A few hours after the robbery, petitioner was placed in a police lineup at Madison with two other men of approximately the same height. When he first viewed the three men in the lineup at a distance of thirty feet, the victim could not identify petitioner as the person who had committed the robbery. He later identified the petitioner at closer range. Petitioner was not provided counsel prior to or at the lineup and contends that the subsequent in-court identification is prejudicial error.

Counsel in this proceeding acknowledge that the holding of the Supreme Court that the lineup is a critical stage at which the accused is entitled to counsel is not retroactive so as to apply in this case. United States v. Wade, 388 U.S. 218, 87 S. Ct. 1926, 18 L. Ed. 2d 1149 (1967); Gilbert v. California, 388 U.S. 263, 87 S. Ct. 1951, 18 L. Ed. 2d 1178 (1967); Stovall v. Denno, 388 U.S. 293, 87 S. Ct. 1967, 18 L. Ed. 2d 1199 (1967). He contends, however, that the lineup procedure when viewed in the "totality of the circumstances" was so unfair as to be a denial of due process. Foster v. California, 394 U.S. 440, 89 S. Ct. 1127, 22 L. Ed. 2d 402 (1969).

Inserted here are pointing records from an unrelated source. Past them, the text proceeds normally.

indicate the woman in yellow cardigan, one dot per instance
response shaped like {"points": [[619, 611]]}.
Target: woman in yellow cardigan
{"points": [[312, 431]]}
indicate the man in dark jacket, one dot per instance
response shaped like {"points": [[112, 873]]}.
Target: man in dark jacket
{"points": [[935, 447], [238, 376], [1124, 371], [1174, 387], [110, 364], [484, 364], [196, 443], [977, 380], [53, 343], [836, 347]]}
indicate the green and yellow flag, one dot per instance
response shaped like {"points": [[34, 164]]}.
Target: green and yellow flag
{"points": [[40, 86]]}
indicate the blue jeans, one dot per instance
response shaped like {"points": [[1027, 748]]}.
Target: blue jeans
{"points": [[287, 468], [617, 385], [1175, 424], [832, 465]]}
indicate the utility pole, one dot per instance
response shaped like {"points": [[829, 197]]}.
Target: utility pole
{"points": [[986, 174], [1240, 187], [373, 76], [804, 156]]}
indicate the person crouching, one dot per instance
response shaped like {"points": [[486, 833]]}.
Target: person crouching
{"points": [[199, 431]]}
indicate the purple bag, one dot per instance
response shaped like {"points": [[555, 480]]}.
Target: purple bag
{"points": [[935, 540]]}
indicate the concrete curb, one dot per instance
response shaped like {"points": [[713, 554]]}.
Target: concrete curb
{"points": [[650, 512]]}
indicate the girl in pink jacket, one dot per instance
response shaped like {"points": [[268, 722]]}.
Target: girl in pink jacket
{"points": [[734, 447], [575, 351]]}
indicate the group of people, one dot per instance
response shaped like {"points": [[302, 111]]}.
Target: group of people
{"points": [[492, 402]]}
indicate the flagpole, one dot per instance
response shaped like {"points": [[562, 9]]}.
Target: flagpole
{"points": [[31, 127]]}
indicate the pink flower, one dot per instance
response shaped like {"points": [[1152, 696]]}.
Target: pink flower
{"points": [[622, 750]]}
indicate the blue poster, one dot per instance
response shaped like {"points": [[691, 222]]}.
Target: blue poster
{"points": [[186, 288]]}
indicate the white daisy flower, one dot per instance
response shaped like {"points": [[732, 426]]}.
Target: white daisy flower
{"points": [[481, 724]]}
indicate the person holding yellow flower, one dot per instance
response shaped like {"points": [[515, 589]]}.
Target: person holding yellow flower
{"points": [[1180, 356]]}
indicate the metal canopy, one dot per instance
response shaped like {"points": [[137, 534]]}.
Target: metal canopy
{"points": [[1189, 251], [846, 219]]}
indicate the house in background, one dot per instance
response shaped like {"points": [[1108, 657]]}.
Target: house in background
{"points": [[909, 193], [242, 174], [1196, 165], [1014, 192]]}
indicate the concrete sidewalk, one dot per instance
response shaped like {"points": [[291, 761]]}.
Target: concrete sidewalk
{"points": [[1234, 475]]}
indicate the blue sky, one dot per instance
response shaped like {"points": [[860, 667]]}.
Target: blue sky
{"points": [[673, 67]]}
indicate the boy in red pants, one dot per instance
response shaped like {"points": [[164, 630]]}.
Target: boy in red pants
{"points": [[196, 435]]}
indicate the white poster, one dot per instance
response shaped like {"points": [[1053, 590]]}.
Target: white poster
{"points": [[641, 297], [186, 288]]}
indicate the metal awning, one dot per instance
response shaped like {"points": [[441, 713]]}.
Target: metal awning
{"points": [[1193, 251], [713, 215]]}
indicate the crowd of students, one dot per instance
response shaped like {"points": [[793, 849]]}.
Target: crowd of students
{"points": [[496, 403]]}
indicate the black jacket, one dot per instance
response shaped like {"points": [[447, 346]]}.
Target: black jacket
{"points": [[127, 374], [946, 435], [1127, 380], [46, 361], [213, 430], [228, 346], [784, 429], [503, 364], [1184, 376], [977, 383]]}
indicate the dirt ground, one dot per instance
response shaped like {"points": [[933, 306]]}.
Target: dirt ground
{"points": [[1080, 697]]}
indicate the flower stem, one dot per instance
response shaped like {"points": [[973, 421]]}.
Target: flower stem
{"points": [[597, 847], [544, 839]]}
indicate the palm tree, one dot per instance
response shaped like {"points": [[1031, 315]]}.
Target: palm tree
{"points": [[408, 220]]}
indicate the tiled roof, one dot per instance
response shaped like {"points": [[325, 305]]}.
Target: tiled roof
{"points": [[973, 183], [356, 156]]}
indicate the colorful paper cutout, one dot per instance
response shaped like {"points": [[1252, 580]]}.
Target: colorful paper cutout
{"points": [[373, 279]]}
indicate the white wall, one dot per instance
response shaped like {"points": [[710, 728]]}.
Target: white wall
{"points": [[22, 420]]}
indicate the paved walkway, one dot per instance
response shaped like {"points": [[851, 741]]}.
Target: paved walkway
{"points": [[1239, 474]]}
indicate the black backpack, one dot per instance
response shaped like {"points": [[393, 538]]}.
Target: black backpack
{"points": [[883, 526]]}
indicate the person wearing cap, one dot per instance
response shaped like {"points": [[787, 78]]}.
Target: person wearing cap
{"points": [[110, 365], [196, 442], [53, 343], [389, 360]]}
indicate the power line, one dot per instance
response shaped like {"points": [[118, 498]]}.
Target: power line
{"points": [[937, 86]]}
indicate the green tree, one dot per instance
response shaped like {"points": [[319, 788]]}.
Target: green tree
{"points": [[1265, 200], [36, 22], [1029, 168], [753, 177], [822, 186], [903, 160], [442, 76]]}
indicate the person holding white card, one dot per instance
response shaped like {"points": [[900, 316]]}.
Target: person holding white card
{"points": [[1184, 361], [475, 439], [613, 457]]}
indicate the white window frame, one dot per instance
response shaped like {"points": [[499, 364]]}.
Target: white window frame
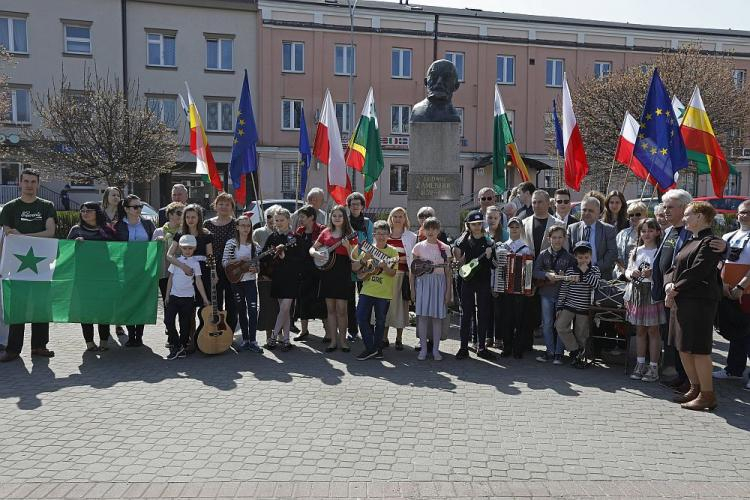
{"points": [[452, 56], [219, 113], [504, 80], [220, 40], [74, 39], [403, 128], [11, 34], [292, 116], [602, 69], [13, 111], [740, 78], [551, 80], [161, 49], [345, 59], [292, 57], [403, 174], [161, 100], [401, 73]]}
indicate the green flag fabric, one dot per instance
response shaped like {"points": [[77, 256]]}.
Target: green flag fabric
{"points": [[67, 281]]}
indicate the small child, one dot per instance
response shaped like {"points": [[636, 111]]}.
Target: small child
{"points": [[574, 302], [549, 268], [643, 313], [433, 291], [376, 293], [181, 297], [510, 307]]}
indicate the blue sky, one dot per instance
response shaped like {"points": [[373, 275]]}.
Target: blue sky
{"points": [[733, 14]]}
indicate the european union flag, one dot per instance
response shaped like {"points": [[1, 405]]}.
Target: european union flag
{"points": [[659, 145], [304, 152], [244, 154]]}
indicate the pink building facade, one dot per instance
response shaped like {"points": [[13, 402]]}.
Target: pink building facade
{"points": [[304, 48]]}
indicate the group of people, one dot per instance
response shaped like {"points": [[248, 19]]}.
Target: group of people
{"points": [[362, 277]]}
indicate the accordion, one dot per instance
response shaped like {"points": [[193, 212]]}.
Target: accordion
{"points": [[513, 273]]}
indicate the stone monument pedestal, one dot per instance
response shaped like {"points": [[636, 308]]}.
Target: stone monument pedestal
{"points": [[434, 173]]}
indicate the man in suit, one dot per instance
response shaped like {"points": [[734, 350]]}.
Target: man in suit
{"points": [[179, 194], [602, 236], [535, 227], [562, 207]]}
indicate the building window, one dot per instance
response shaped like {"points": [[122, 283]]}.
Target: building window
{"points": [[165, 109], [506, 70], [77, 39], [602, 69], [293, 57], [400, 63], [740, 77], [13, 34], [345, 60], [400, 119], [457, 58], [555, 68], [220, 116], [289, 170], [9, 173], [344, 116], [161, 50], [20, 106], [399, 174], [219, 52], [291, 110]]}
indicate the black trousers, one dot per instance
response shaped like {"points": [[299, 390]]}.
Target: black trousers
{"points": [[475, 296], [88, 332], [184, 309], [39, 336]]}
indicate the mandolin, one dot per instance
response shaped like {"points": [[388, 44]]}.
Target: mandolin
{"points": [[213, 335], [326, 261]]}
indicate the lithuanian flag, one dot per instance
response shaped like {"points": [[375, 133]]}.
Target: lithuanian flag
{"points": [[502, 142], [363, 151], [701, 143]]}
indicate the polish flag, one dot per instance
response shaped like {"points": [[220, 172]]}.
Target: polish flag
{"points": [[329, 150], [625, 145], [576, 166]]}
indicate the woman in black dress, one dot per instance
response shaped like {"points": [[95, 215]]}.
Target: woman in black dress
{"points": [[693, 294], [286, 276]]}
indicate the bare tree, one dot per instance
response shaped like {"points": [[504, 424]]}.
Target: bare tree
{"points": [[600, 104], [98, 134]]}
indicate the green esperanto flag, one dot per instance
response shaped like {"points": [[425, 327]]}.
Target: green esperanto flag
{"points": [[67, 281]]}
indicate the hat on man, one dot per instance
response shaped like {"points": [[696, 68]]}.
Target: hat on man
{"points": [[188, 240], [474, 216]]}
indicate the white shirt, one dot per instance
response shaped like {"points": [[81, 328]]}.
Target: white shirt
{"points": [[737, 240], [182, 284]]}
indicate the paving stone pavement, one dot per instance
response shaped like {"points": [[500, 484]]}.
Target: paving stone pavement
{"points": [[305, 424]]}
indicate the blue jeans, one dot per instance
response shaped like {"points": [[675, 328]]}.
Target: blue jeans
{"points": [[246, 298], [553, 342], [373, 338]]}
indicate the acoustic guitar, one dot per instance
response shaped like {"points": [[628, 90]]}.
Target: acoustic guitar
{"points": [[235, 270], [213, 335], [326, 261]]}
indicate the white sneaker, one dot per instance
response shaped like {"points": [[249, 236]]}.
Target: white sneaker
{"points": [[638, 371], [724, 375]]}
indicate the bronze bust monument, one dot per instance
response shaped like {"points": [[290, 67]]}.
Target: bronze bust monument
{"points": [[441, 82]]}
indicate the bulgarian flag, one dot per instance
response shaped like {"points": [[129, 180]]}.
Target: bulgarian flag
{"points": [[45, 280], [502, 142], [364, 153], [204, 159], [700, 141], [329, 150]]}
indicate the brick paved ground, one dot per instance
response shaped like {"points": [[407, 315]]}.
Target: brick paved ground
{"points": [[306, 424]]}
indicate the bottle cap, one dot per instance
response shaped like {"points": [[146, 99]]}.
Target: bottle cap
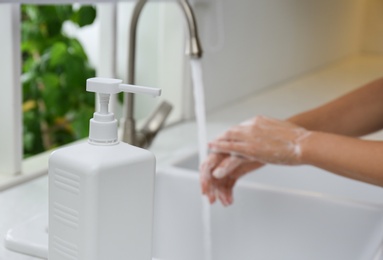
{"points": [[103, 125]]}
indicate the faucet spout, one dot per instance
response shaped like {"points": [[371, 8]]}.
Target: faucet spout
{"points": [[194, 50]]}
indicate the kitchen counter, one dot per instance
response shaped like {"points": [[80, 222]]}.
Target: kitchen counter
{"points": [[21, 202]]}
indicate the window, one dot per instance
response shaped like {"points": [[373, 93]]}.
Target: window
{"points": [[163, 65]]}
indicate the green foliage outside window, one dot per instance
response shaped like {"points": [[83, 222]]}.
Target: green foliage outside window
{"points": [[56, 107]]}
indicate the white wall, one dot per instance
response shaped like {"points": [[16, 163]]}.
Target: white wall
{"points": [[373, 27], [269, 41]]}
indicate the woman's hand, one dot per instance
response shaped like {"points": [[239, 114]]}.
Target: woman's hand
{"points": [[247, 147], [219, 173], [263, 139]]}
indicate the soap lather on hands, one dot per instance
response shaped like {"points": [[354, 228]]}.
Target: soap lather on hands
{"points": [[246, 147]]}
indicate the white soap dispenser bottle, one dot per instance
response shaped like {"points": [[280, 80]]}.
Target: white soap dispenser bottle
{"points": [[101, 191]]}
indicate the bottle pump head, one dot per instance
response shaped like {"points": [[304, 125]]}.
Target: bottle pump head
{"points": [[103, 125]]}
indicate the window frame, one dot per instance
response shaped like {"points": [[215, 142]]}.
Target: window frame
{"points": [[13, 168]]}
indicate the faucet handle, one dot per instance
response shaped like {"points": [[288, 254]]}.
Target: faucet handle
{"points": [[154, 92]]}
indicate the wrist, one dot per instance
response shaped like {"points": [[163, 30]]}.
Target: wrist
{"points": [[307, 147]]}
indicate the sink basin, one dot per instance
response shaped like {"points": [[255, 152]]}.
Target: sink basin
{"points": [[267, 222], [304, 178]]}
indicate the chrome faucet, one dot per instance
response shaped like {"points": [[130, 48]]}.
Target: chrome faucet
{"points": [[144, 137]]}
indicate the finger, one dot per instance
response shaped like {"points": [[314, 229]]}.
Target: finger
{"points": [[245, 168], [240, 132], [226, 166], [206, 168], [227, 147]]}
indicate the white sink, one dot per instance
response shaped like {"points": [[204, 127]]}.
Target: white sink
{"points": [[265, 223], [268, 222], [304, 178]]}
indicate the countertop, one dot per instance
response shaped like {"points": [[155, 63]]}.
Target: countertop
{"points": [[21, 202]]}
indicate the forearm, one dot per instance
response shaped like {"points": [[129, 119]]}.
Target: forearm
{"points": [[350, 157], [355, 114]]}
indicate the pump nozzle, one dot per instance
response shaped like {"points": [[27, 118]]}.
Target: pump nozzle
{"points": [[103, 125]]}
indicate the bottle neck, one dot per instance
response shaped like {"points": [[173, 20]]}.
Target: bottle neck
{"points": [[103, 129]]}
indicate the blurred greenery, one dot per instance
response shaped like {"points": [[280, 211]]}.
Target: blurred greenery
{"points": [[56, 107]]}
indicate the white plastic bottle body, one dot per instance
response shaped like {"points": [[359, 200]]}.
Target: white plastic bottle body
{"points": [[101, 202]]}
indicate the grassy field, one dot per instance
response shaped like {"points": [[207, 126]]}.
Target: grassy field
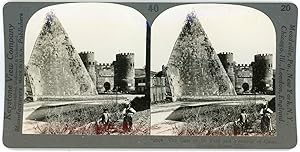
{"points": [[80, 120], [218, 120]]}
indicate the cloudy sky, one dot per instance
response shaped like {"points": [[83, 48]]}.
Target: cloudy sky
{"points": [[231, 28], [106, 29]]}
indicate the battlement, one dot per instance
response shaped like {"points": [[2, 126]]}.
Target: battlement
{"points": [[243, 65], [226, 53], [86, 52], [125, 54], [263, 55], [105, 65]]}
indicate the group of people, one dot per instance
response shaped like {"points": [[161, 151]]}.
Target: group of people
{"points": [[265, 121], [104, 122]]}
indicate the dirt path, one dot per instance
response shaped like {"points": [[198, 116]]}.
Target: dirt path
{"points": [[160, 112]]}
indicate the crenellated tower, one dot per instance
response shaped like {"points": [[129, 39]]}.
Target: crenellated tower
{"points": [[88, 59], [263, 73], [226, 59], [124, 72]]}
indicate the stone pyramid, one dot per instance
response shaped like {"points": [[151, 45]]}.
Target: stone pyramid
{"points": [[194, 69], [55, 67]]}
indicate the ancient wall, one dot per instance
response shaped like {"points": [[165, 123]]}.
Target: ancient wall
{"points": [[263, 73], [55, 66], [105, 77], [124, 72], [226, 59], [194, 69], [243, 77], [88, 59], [158, 89]]}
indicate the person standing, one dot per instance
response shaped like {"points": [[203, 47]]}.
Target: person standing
{"points": [[243, 119], [103, 123], [127, 112], [266, 124]]}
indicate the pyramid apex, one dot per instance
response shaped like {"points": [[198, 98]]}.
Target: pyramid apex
{"points": [[191, 17], [50, 17]]}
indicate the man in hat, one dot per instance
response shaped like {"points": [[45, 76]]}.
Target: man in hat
{"points": [[266, 124], [127, 112], [104, 120]]}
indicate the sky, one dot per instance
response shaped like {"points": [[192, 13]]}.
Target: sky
{"points": [[238, 29], [106, 29]]}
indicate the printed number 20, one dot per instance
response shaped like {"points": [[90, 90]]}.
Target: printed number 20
{"points": [[153, 8], [285, 7]]}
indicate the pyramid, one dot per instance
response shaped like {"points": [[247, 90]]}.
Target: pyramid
{"points": [[54, 67], [194, 69]]}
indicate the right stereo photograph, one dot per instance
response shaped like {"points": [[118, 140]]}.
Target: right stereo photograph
{"points": [[213, 72]]}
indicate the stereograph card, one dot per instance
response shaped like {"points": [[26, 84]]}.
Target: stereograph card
{"points": [[150, 75]]}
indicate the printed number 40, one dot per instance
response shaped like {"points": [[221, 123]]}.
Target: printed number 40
{"points": [[153, 8], [286, 7]]}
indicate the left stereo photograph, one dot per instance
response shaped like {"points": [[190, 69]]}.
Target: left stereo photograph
{"points": [[85, 71]]}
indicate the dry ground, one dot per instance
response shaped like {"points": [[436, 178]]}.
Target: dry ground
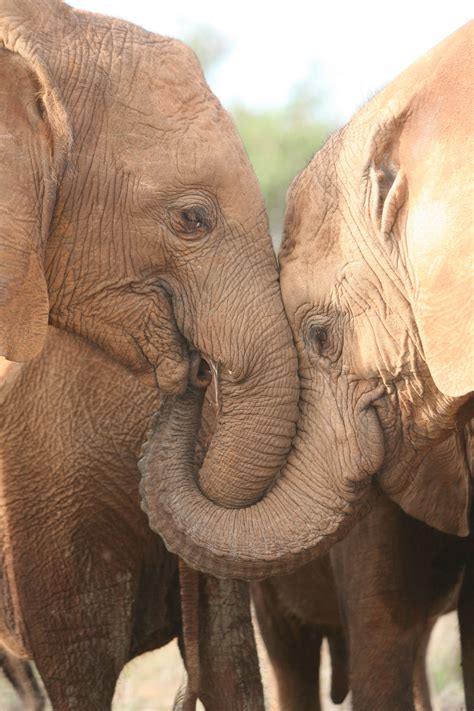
{"points": [[149, 683]]}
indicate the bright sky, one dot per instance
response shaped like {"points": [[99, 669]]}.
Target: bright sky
{"points": [[349, 50]]}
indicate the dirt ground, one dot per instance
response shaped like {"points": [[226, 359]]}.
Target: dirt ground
{"points": [[149, 683]]}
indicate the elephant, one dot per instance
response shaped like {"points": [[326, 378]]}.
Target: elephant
{"points": [[21, 676], [130, 215], [295, 613], [85, 584], [372, 288], [376, 597]]}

The Court finds that the evidence does not support the contention that the lineup was conducted in such manner as to violate petitioner's constitutional rights under the decisions of the Supreme Court as discussed above. Coleman v. Alabama, 399 U.S. 1, 90 S. Ct. 1999, 26 L. Ed. 2d 387 (June 22, 1970).

*484 In accord with the above, the petition for habeas corpus is hereby quashed.

The foregoing memorandum opinion shall constitute the Court's findings of fact and conclusions of law pursuant to Rule 52 of the Federal Rules of Civil Procedure.